Ainsi tous les espaces stériles des bas de pentes, ceux de la Possession à Saint-Denis, ceux du Brûlé de Saint-Paul, ceux de la côte de lave fraîche de l'Est à Sainte-Rose, à l'Anse des Cascades, à Basse-Vallée, et dans une moindre mesure ceux de la côte Ouest depuis Saint-Pierre jusqu'à la ravine des Trois-Bassins, restent "lugubres", "remplis de tristesse", et ne sont pas encore, aux yeux de Bory, des paysages dignes d'une belle émotion esthétique.

Quant aux cirques, les paysages qu'ils offrent seront également révélés plus tard. Bory ne les parcourt pas. En revanche, il saisit admirablement la géographie d'ensemble de l'île et sa logique. Il comprend que l'île est formée de deux volcans distincts. S'iI ne parle pas encore de "cirques", il évoque l'existence de trois rivières avec leurs bassins respectifs : ainsi "la rivière des Galets est une des trois grandes rivières à bassins qui naissent de la base du Gros Morne." A l'époque de Bory, ces cirques sont encore à peine parcourus par des chasseurs : "certains chasseurs, dit-on, ont trouvé en la remontant (la rivière des Galets), un pas pour passer dans la rivière de Saint-Etienne et sont sortis par ce torrent, après être entrés par l'autre."

Mais l'intérêt majeur du texte de Bory tient à ses descriptions du volcan, qui, bien que stérile lui aussi, offre un spectacle si extraordinaire que les sentiments contradictoires de terreur et d'admiration, d'horreur et de majesté, d'épouvante et de merveilleux, se mêlent dans son récit et font l'exacte définition du sentiment éprouvé à l'époque pour la montagne : le sublime.  

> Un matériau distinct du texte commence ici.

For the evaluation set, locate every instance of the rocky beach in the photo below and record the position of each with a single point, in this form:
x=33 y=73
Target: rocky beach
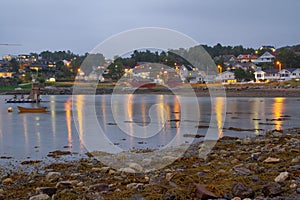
x=263 y=167
x=201 y=91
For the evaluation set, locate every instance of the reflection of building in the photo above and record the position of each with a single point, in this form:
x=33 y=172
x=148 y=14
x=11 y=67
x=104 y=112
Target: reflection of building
x=267 y=75
x=226 y=77
x=246 y=58
x=5 y=74
x=265 y=58
x=190 y=74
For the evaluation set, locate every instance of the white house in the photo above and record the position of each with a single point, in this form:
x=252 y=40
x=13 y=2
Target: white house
x=265 y=58
x=266 y=75
x=295 y=73
x=226 y=77
x=190 y=73
x=285 y=74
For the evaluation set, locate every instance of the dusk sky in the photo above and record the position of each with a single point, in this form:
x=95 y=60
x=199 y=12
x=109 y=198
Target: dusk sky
x=80 y=25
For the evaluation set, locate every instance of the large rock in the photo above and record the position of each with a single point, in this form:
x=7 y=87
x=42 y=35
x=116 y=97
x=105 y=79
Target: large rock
x=47 y=190
x=127 y=170
x=240 y=190
x=64 y=185
x=99 y=187
x=135 y=166
x=40 y=197
x=7 y=181
x=53 y=176
x=271 y=189
x=282 y=177
x=272 y=160
x=203 y=193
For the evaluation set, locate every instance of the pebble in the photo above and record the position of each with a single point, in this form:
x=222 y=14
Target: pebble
x=295 y=167
x=127 y=170
x=240 y=190
x=53 y=176
x=293 y=185
x=234 y=161
x=47 y=190
x=135 y=166
x=282 y=177
x=64 y=185
x=259 y=198
x=200 y=174
x=40 y=197
x=169 y=176
x=272 y=160
x=255 y=156
x=236 y=198
x=7 y=181
x=242 y=171
x=271 y=189
x=255 y=178
x=99 y=187
x=296 y=160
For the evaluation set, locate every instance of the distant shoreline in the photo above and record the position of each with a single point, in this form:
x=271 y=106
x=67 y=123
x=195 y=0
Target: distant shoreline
x=200 y=92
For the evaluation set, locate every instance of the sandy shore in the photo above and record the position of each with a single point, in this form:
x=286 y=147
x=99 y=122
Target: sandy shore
x=199 y=91
x=263 y=167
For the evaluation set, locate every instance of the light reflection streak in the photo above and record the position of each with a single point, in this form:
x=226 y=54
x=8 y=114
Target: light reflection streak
x=53 y=116
x=79 y=108
x=277 y=109
x=129 y=113
x=25 y=126
x=68 y=106
x=255 y=109
x=219 y=107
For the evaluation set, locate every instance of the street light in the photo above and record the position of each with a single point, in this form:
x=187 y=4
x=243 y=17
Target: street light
x=220 y=68
x=279 y=64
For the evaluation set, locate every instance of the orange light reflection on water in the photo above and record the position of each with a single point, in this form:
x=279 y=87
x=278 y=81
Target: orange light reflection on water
x=277 y=110
x=219 y=107
x=68 y=108
x=79 y=108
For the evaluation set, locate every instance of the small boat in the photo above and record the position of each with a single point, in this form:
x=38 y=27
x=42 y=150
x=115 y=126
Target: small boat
x=34 y=96
x=32 y=110
x=21 y=101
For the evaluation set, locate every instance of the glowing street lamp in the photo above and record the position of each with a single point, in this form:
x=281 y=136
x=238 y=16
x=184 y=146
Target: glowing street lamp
x=220 y=68
x=279 y=64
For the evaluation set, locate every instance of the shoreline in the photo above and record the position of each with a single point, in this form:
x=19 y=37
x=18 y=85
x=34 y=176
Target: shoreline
x=199 y=91
x=265 y=166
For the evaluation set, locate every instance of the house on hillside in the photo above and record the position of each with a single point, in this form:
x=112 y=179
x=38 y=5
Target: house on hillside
x=190 y=74
x=290 y=73
x=226 y=77
x=267 y=57
x=266 y=75
x=295 y=73
x=243 y=58
x=244 y=66
x=285 y=74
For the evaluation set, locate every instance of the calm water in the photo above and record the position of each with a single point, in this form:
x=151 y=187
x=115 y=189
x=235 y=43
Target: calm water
x=134 y=122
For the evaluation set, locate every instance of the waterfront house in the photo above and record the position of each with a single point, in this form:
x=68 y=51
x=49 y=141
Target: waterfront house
x=267 y=57
x=243 y=58
x=226 y=77
x=285 y=74
x=295 y=73
x=190 y=74
x=266 y=75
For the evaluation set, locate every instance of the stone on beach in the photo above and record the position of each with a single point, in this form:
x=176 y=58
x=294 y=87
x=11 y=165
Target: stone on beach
x=40 y=197
x=240 y=190
x=282 y=177
x=272 y=160
x=53 y=176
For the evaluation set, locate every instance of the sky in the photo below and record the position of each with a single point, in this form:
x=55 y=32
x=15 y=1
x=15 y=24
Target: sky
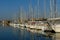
x=10 y=8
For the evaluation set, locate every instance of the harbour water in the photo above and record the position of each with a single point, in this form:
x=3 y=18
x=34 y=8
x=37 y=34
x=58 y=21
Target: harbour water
x=11 y=33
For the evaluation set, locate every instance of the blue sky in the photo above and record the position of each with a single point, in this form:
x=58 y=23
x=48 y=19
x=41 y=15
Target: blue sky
x=9 y=8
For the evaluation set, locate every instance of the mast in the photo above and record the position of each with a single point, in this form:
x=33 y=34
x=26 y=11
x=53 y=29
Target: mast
x=44 y=8
x=51 y=9
x=21 y=12
x=38 y=8
x=55 y=11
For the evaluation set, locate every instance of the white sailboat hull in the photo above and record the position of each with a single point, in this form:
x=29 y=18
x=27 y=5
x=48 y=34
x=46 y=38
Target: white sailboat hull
x=56 y=28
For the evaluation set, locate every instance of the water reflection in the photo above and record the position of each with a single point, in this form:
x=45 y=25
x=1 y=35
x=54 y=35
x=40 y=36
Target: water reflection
x=11 y=33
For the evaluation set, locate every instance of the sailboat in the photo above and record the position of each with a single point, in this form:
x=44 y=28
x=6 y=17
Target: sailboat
x=55 y=22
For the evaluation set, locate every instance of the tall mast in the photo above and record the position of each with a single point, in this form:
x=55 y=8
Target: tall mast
x=44 y=8
x=21 y=12
x=51 y=8
x=38 y=8
x=55 y=11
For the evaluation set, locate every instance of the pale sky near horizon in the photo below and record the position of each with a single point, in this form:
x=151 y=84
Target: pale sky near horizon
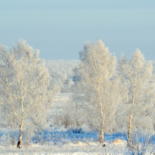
x=60 y=28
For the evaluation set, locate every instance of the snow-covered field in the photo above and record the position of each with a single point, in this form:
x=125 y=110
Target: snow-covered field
x=79 y=148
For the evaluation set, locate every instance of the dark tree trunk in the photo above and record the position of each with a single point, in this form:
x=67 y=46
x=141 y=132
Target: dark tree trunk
x=19 y=143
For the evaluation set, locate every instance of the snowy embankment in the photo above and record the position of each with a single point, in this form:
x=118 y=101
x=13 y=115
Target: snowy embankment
x=79 y=148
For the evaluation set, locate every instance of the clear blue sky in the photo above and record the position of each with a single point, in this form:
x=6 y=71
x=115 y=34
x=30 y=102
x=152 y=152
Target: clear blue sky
x=59 y=28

Plutôt que de suivre le grand découvreur des paysages de l'île dans l'ordre exact de ses pérégrinations, nous préférons ici réunir des extraits de son texte par types de paysage :
  • les paysages des pentes cultivées
  • les paysages des ravines
  • les paysages perçus depuis les points de vue dominants
  • les paysages des pentes stériles
  • les paysages du volcan

Bory-de Saint-Vincent et les paysages des pentes cultivées :

La côte nord-est comparée au Languedoc.

“Ce qu’on nomme la partie du vent qui s’offrait à nos yeux, (Bory est sur le bateau qui va le débarquer à Saint-Denis) est la plus riante ; celle sous le vent passe pour la plus riche : mais elle est un peu sèche, et les sources y sont rares. La première, plus égale, s’élevant de la mer au faîte de l’île en pente douce, tempérée par des brises continuelles, et cultivée avec propreté, retrace souvent l’Europe et particulièrement le Languedoc, lorsque de loin on ne peut distinguer la nature de la végétation. Des girofliers, qui ressemblent à des bosquets d’agrément, des caféteries immenses et des champs d’épis dorés et agités par un mouvement de fluctuation continuel, parent cette terre dont ils font la richesse.
Plus nous approchions de Saint-Denis, plus la plaine semblait devenir étroite ; les montagnes se rapprochaient du rivage, leur pente devenait plus brusque ; enfin, l’encaissement de la rivière des Pluies, qui forme une fracture immense de la figure d’un V très régulier, entre des montagnes boisées, vint nous offrir un tableau sauvage, et un contraste avec la scène riante qui s’effaçait dans le lointain. Saint-Denis nous présenta à son tour ses rochers perpendiculaires ; et le Cap Saint-Bernard terminait par un mur à pic cette vue singulièrement composée.”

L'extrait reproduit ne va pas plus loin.